Mas, voltando ao Fórum de São Petesburgo, entre os temas importantes ali debatidos destacou-se também a ampliação dos BRICS, que entraram em uma nova fase com a adesão de novos países-membros no ano passado. A construção da nova multilateralidade foi pauta da conversa direta entre Dilma Rousseff, a presidente do Novo Banco de Desenvolvimento dos BRICS (NDB), e o anfitrião Vladimir Putin. Na conversa, ambos teriam discutido a criação do Unit, um sistema de pagamentos composto por moedas dos países membros do grupo, encarregado de garantir todas as transações bilaterais. Ou seja, uma renúncia direta e explícita ao emprego do dólar norte-americano.

Em seu discurso na plenária do evento, Putin não poderia ter sido mais claro: “A economia global entrou numa era de mudanças sérias e fundamentais. Um mundo multipolar está em formação com novos centros de crescimento, novos investimentos e laços financeiros entre Estados e empresas”.

Pelas ideias expostas, em pouco tempo estaremos discutindo a “geopolítica das moedas” em um quadro financeiro global que nitidamente começa a forçar passagem para a desdolarização.

O decano ministro das relações exteriores russo, Sergei Lavrov, em reunião com seus homólogos dos países membros dos BRICS, realizada poucos dias depois em Novgorod, também na Rússia, foi ainda mais longe.

“É o Ocidente que está tentando dividir o mundo ao criar diferentes blocos. A infame afirmação de (Josep) Borrel de que a Europa é um jardim rodeado por uma selva, e a afirmação de (Antony) Blinken de que aqueles que não querem sentar-se à mesa democrática correm o risco de estar no menu servido nessa mesa – isto é puro neocolonialismo. E o BRICS é contra. Os países do Sul Global não querem mais depender dos duplos padrões do Ocidente e dos seus caprichos”.

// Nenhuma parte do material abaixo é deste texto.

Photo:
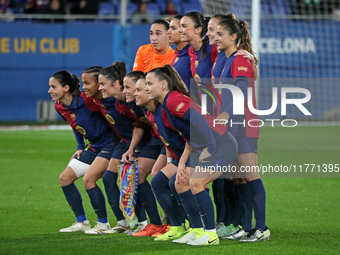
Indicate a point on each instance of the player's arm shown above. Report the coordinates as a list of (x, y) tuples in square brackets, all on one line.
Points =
[(137, 135), (80, 146), (251, 58), (182, 174)]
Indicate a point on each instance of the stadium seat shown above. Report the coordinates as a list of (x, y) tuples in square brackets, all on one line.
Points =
[(153, 9), (192, 8), (131, 8), (107, 9)]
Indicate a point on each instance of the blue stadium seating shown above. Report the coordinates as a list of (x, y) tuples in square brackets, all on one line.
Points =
[(107, 9)]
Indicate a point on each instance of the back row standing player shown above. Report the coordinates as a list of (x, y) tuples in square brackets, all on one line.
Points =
[(239, 71)]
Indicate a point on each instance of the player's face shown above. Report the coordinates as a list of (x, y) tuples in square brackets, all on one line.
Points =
[(187, 30), (129, 89), (159, 37), (90, 85), (142, 97), (153, 87), (106, 87), (223, 38), (56, 91), (173, 32), (212, 25)]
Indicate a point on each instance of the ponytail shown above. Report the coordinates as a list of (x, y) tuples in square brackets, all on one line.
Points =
[(241, 29), (173, 79), (116, 71)]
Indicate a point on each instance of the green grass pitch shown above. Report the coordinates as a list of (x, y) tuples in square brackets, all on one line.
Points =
[(302, 213)]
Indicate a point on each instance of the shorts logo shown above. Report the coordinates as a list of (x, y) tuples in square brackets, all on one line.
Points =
[(110, 119), (179, 107), (80, 130), (198, 79), (242, 68)]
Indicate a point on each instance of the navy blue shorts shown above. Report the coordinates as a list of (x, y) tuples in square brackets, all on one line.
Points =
[(150, 150), (246, 144), (120, 149), (163, 151)]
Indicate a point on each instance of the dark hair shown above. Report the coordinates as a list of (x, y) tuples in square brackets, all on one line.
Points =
[(116, 71), (179, 16), (163, 22), (170, 75), (241, 29), (200, 21), (94, 70), (222, 17), (136, 75), (66, 78)]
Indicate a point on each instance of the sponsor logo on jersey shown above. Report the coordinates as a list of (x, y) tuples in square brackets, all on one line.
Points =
[(179, 107), (110, 119), (80, 130)]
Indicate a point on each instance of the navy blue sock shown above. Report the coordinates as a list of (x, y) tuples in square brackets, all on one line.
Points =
[(218, 192), (229, 201), (113, 194), (75, 200), (259, 203), (239, 211), (148, 201), (160, 186), (191, 209), (206, 209), (140, 211), (247, 203), (182, 214), (98, 203)]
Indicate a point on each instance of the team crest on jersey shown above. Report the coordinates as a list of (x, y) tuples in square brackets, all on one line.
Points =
[(80, 130), (198, 79), (179, 107), (164, 141), (242, 68), (110, 119)]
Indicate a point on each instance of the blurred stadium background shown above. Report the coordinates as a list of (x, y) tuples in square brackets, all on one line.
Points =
[(297, 42)]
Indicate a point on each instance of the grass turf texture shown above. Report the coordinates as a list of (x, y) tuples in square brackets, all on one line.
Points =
[(302, 214)]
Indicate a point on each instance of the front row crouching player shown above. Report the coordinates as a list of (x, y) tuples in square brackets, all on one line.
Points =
[(77, 109), (206, 146)]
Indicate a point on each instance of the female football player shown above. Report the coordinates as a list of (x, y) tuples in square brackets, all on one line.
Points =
[(91, 161), (158, 53), (239, 71), (204, 143)]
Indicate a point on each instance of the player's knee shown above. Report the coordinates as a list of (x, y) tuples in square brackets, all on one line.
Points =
[(196, 185), (65, 179)]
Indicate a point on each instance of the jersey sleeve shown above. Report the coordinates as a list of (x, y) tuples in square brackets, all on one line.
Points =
[(179, 106), (138, 64)]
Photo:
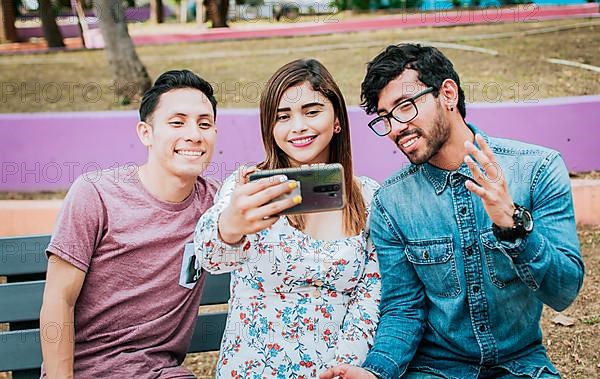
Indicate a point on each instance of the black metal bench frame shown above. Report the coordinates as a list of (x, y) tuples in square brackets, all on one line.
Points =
[(23, 261)]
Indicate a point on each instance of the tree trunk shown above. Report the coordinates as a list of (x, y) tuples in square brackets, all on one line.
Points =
[(217, 12), (8, 31), (51, 31), (130, 78), (156, 11)]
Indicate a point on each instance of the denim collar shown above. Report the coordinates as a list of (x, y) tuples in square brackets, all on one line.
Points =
[(439, 178)]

Diante dessa avalanche econômica e geopolítica em curso capitaneada por russos e chineses, enquanto do outro lado os antigos países centrais do capitalismo batem cabeça com baixo crescimento e graves crises políticas, cabem duas perguntas: Quem caminha para o isolamento? O Atlântico Norte teria se transformado em um lago? 

A resposta não é simples e os dados estão sobre a mesa. Façam suas apostas!

James Onnig, Professor de Geopolítica do Laboratório de Pesquisas em Relações Internacionais da FACAMP (Faculdades de Campinas) e pesquisador do Programa de Estudos Pós-graduados em Economia Política da PUC-SP

Márcio Sampaio de Castro é mestre em Comunicação e Cultura pela Escola de Comunicações e Artes da Universidade de São Paulo. É professor assistente nos cursos de Relações Internacionais e Propaganda e Marketing das Faculdades de Campinas (FACAMP), onde coordena o Grupo de Análise e Pesquisa sobre a China (GAP – China).